Asked about the 16-fight, undefeated Diaz, who will be fighting outside of his home country for the first time, Tszyu responded: “He’s a very dangerous fighter. He’s definitely gonna come forward, and he can be a little bit elusive; a little bit tricky. But I still believe that I have the tools to be able to beat him. 

“We did a few little studies at the start of the preparation – gaining an understanding of what he does. Our main focus is doing things that we’re doing well so far. Punches that have been landing in sparring; punches that we see; we’re building up a library of different strengths, and these are things that I haven’t been able to fully show yet in my fights, but they’ve been working in sparring.

“He opens himself up a little bit sometimes. He tends to throw some lazy punches, and I’m going to try and capitalise on that.”

Wednesday’s contest will, like the all-Australian grudge match with Zerafa, be broadcast on pay-per-view. The victory he hoped for in January in Brisbane, until Zerafa so controversially withdrew when insisting that a cut meant that he could no longer see, would have committed him to being a world-level fighter after only 12 fights in what represents the world’s most competitive weight division.

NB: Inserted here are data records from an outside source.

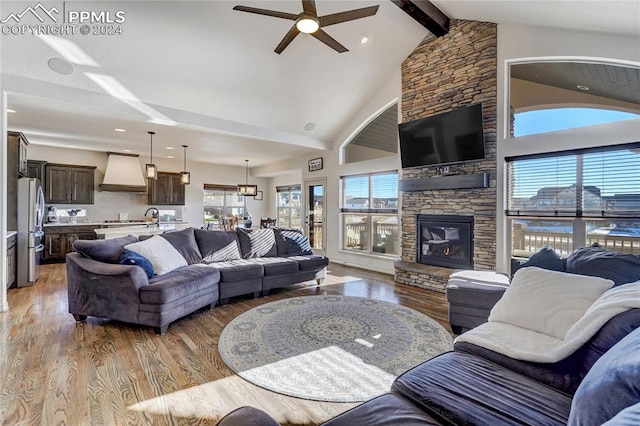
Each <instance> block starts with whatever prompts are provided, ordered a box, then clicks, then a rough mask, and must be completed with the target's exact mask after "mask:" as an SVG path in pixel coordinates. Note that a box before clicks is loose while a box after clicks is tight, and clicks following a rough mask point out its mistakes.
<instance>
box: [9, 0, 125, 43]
mask: <svg viewBox="0 0 640 426" xmlns="http://www.w3.org/2000/svg"><path fill="white" fill-rule="evenodd" d="M44 3H45V4H49V5H50V3H51V2H44ZM66 3H67V2H64V1H63V2H58V3H57V4H56V5H55V6H51V7H50V8H47V6H45V5H44V4H43V3H42V2H38V3H37V4H36V5H35V6H34V5H29V6H27V7H26V8H24V10H21V11H13V12H11V13H9V14H8V15H7V16H6V17H5V18H4V19H2V20H0V24H1V25H2V27H1V32H2V35H73V34H82V35H120V34H122V32H123V27H122V24H123V23H124V22H125V21H126V13H125V11H124V10H78V9H71V8H67V4H66ZM107 4H108V3H107Z"/></svg>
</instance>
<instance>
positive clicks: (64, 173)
mask: <svg viewBox="0 0 640 426" xmlns="http://www.w3.org/2000/svg"><path fill="white" fill-rule="evenodd" d="M95 169H96V168H95V167H91V166H74V165H67V164H47V165H46V166H45V171H46V173H45V175H46V176H45V181H46V191H45V201H46V202H47V203H51V204H93V191H94V186H95V184H94V177H95V176H94V175H95Z"/></svg>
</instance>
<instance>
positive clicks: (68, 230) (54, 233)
mask: <svg viewBox="0 0 640 426" xmlns="http://www.w3.org/2000/svg"><path fill="white" fill-rule="evenodd" d="M96 228H100V225H77V226H76V225H67V226H45V228H44V253H43V255H42V258H43V261H45V262H49V263H53V262H58V261H62V262H64V260H65V256H66V255H67V253H71V252H72V251H73V243H74V242H75V241H76V240H95V239H96V238H97V236H96V233H95V232H94V229H96Z"/></svg>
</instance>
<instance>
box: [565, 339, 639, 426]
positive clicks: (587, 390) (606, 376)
mask: <svg viewBox="0 0 640 426" xmlns="http://www.w3.org/2000/svg"><path fill="white" fill-rule="evenodd" d="M638 401H640V328H638V329H636V330H634V331H632V332H631V333H629V334H628V335H627V336H626V337H625V338H624V339H622V340H620V342H618V343H617V344H616V345H614V346H613V347H612V348H611V349H609V351H607V353H605V354H604V355H602V357H601V358H600V359H599V360H598V361H597V362H596V363H595V364H594V365H593V367H592V368H591V370H589V372H588V373H587V375H586V376H585V378H584V380H583V381H582V383H581V384H580V386H578V390H577V391H576V393H575V395H574V397H573V403H572V404H571V415H570V416H569V423H568V424H569V425H581V426H589V425H594V426H595V425H601V424H603V423H604V422H606V421H607V420H609V419H611V418H612V417H614V416H615V415H616V414H618V413H619V412H620V411H622V410H623V409H625V408H626V407H629V406H631V405H633V404H635V403H637V402H638Z"/></svg>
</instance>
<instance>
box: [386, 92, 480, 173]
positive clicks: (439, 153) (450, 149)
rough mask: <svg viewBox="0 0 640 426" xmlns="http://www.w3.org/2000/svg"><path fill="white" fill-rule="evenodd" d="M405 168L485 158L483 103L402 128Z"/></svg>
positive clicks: (453, 162) (472, 160) (400, 138)
mask: <svg viewBox="0 0 640 426" xmlns="http://www.w3.org/2000/svg"><path fill="white" fill-rule="evenodd" d="M398 134H399V138H400V160H401V162H402V168H403V169H404V168H408V167H419V166H422V167H428V166H434V165H444V164H452V163H461V162H464V161H474V160H482V159H484V133H483V131H482V104H477V105H471V106H468V107H463V108H458V109H454V110H453V111H449V112H445V113H442V114H436V115H432V116H430V117H425V118H420V119H418V120H414V121H410V122H407V123H401V124H399V125H398Z"/></svg>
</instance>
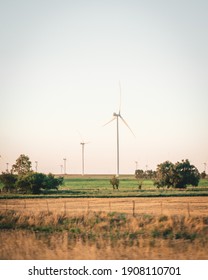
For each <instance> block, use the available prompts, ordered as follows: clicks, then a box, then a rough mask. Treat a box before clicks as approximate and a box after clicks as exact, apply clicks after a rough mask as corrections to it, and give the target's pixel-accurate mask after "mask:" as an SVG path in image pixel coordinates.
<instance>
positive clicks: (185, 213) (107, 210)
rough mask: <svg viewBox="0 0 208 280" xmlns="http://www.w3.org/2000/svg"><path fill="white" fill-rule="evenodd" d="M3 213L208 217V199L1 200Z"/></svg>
mask: <svg viewBox="0 0 208 280" xmlns="http://www.w3.org/2000/svg"><path fill="white" fill-rule="evenodd" d="M0 210H14V211H19V212H31V213H35V212H42V211H43V212H45V211H46V212H57V213H67V214H68V215H69V214H71V215H74V214H77V213H79V214H87V213H89V212H99V211H103V212H107V213H108V212H121V213H127V214H132V215H135V214H154V215H163V214H165V215H178V214H180V215H189V216H190V215H195V216H197V215H201V216H205V215H207V213H208V197H167V198H164V197H155V198H151V197H149V198H139V197H135V198H128V197H127V198H47V199H42V198H41V199H38V198H36V199H2V200H0Z"/></svg>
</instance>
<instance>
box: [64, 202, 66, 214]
mask: <svg viewBox="0 0 208 280" xmlns="http://www.w3.org/2000/svg"><path fill="white" fill-rule="evenodd" d="M64 215H66V201H65V202H64Z"/></svg>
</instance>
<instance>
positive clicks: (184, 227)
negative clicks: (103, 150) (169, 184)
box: [0, 176, 208, 259]
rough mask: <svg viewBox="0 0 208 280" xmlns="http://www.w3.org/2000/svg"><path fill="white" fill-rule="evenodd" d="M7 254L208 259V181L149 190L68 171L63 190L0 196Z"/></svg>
mask: <svg viewBox="0 0 208 280" xmlns="http://www.w3.org/2000/svg"><path fill="white" fill-rule="evenodd" d="M0 197H1V199H0V229H1V230H0V244H1V246H0V259H207V258H208V254H207V252H208V239H207V238H208V216H207V213H208V183H207V180H201V181H200V185H199V186H198V187H188V188H187V189H185V190H175V189H170V190H166V189H159V190H158V189H157V188H155V186H154V185H153V182H152V181H150V180H146V181H144V182H143V185H142V189H141V190H140V189H138V182H137V181H136V180H135V179H134V178H132V177H123V178H121V180H120V186H119V190H113V189H112V186H111V185H110V184H109V178H107V177H106V176H104V177H101V176H93V177H91V176H88V177H85V178H82V177H79V178H75V177H73V176H67V177H66V178H65V183H64V185H63V186H61V187H60V188H59V190H58V191H49V192H46V193H44V194H41V195H28V194H26V195H23V194H22V195H21V194H4V193H1V195H0Z"/></svg>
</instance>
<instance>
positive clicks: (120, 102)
mask: <svg viewBox="0 0 208 280" xmlns="http://www.w3.org/2000/svg"><path fill="white" fill-rule="evenodd" d="M119 88H120V105H119V111H118V113H115V112H114V113H113V118H112V119H111V120H110V121H109V122H107V123H106V124H105V125H107V124H109V123H110V122H112V121H114V120H115V119H116V140H117V141H116V144H117V145H116V149H117V174H116V176H117V177H119V167H120V159H119V118H120V119H121V120H122V121H123V123H124V124H125V125H126V126H127V127H128V129H129V130H130V131H131V133H132V134H133V135H134V133H133V131H132V130H131V128H130V127H129V125H128V124H127V122H126V121H125V120H124V118H123V117H122V116H121V85H120V83H119ZM105 125H104V126H105ZM134 136H135V135H134Z"/></svg>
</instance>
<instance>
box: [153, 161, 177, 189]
mask: <svg viewBox="0 0 208 280" xmlns="http://www.w3.org/2000/svg"><path fill="white" fill-rule="evenodd" d="M154 184H155V185H156V186H157V187H158V188H159V187H167V188H170V187H172V186H174V164H173V163H172V162H170V161H165V162H163V163H161V164H159V165H158V166H157V170H156V180H155V183H154Z"/></svg>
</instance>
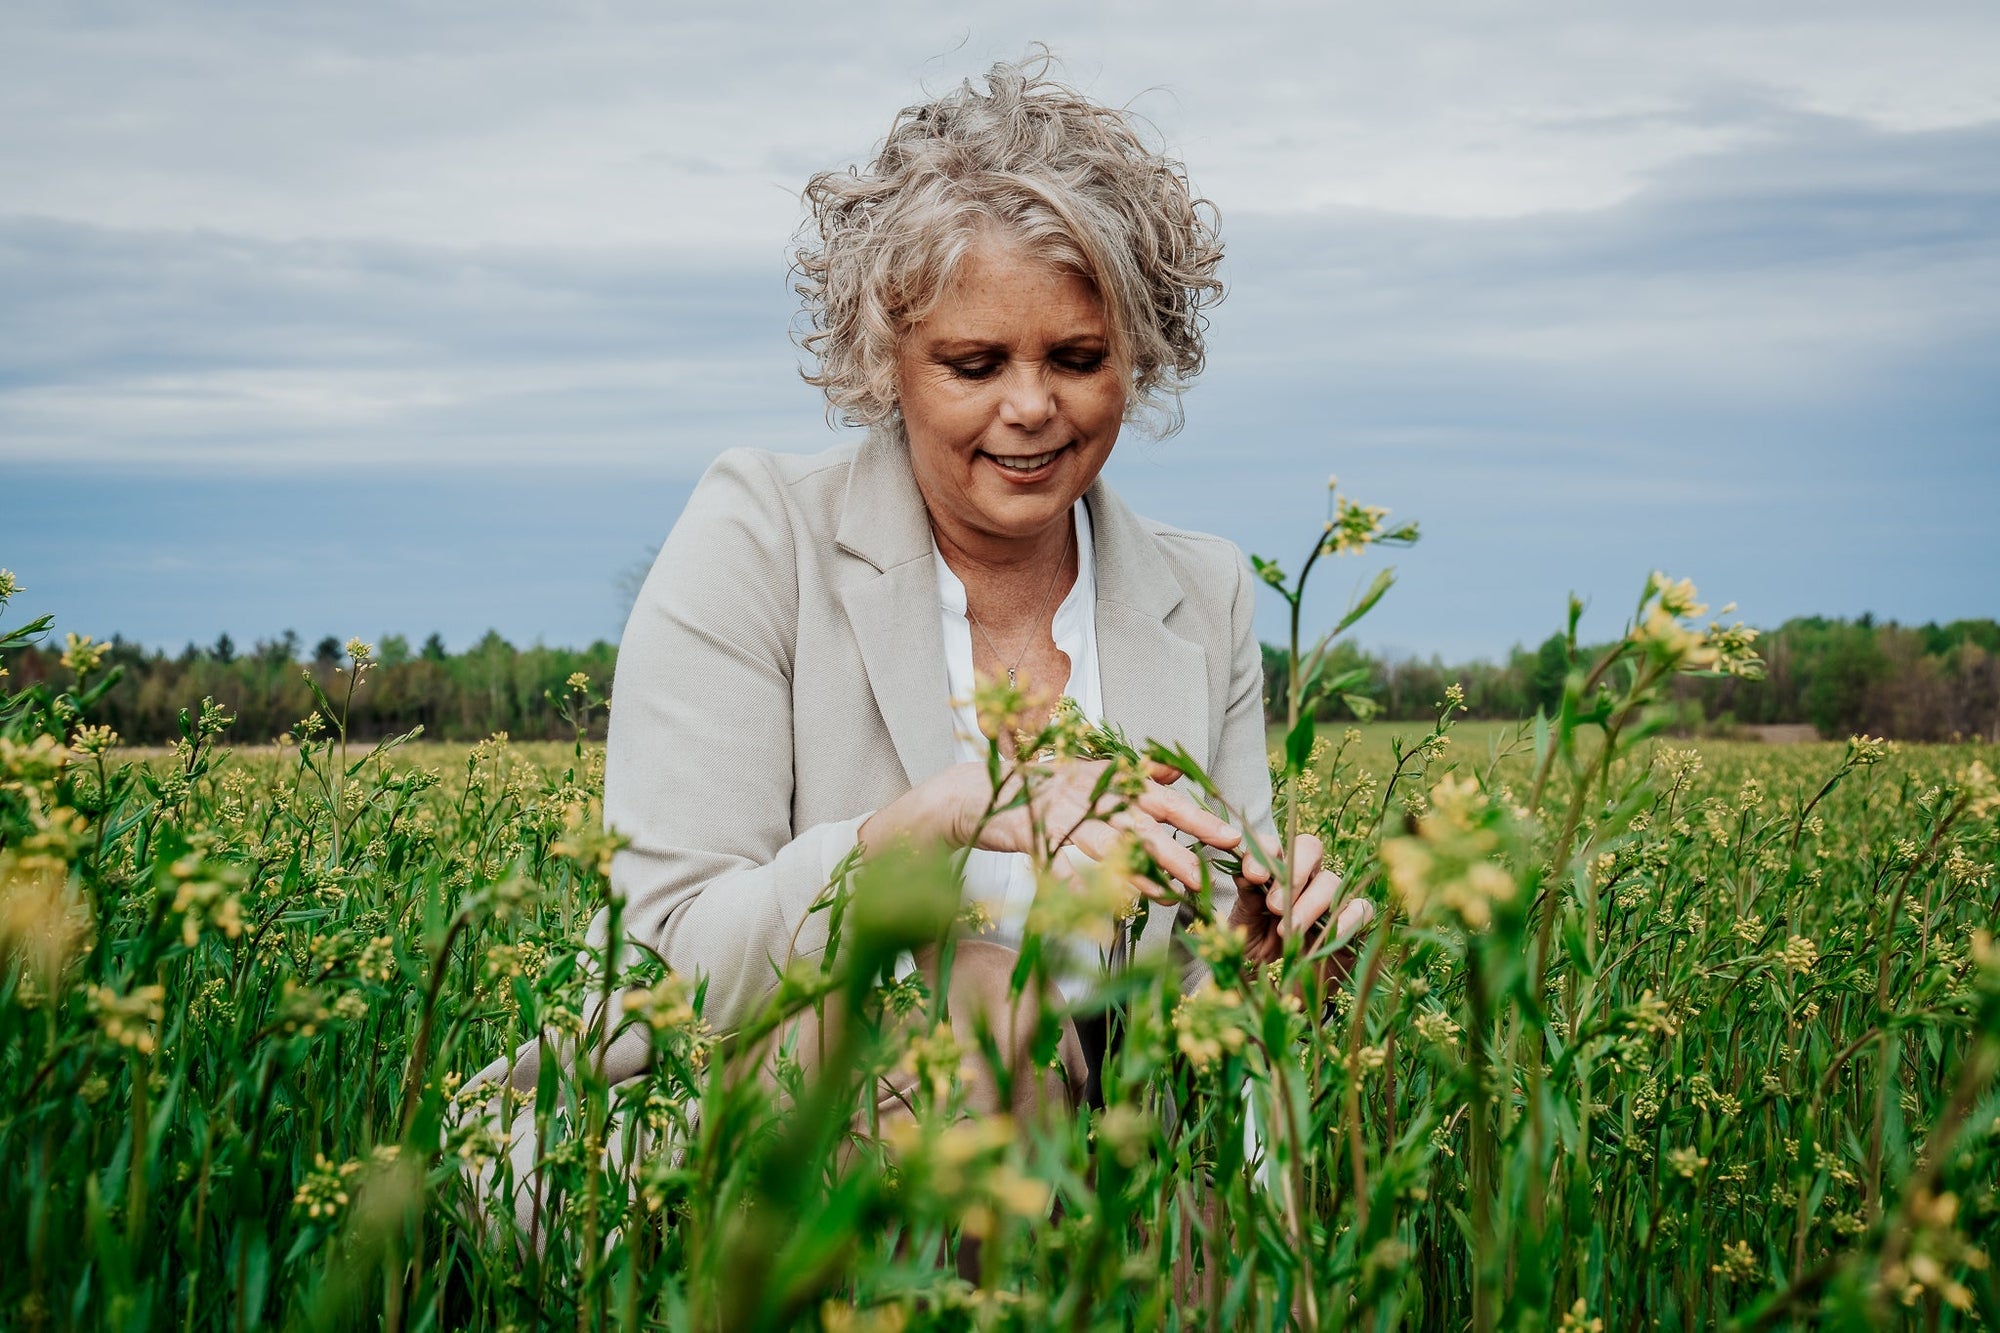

For all of his ambition he tempers the disappointment of that occasion with the optimism that comes with detecting an opportunity to be more ready for that eventual step in up class and ability. It is, perhaps, a different side of the spiritual edge that meant he so strongly juxtaposed and potentially unnerved Zerafa in January, and an extension of the individual streak that means that unliked his celebrated brother he continues to work with his manager Glenn Jennings and uncle and trainer Igor Goloubev, and has ultimately fallen out with Tim.

“I don’t get involved in the business side of things,” he said, having weighed in 153lbs on Tuesday – 0.5lbs heavier than Diaz. “I’m hardly on social media. I’ve been lacking on the promoting side of things.

“From what I’ve heard from my promoters [No Limit] and my manager it’s about building. I’ve only had 11 fights. I need to build up more experience; build up more rounds, and build up more skills. It’s not a race. I’ll get there eventually. We trust the process.

“Defensive [skills]; offensive. My lack of discipline at times. I need to fine-tune the entire system. 

“I’m not disappointed by [taking a step down again]. It was meant to happen this way. I like to think that there’s a reason why. I wasn’t meant to get that victory yet. I wasn’t meant to have that breakout moment yet. There’s still other steps that we’ve got to take care of before we reach that attention and level. I see it as a blessing, and communicated that to my team, and that’s how we move forward.

“I zoned out of it quite quickly. I got over it. I realised if it’s out of your control, then there’s no point putting your energy into it. I just knew that there’s more work to be done, and a brighter future ahead of us.”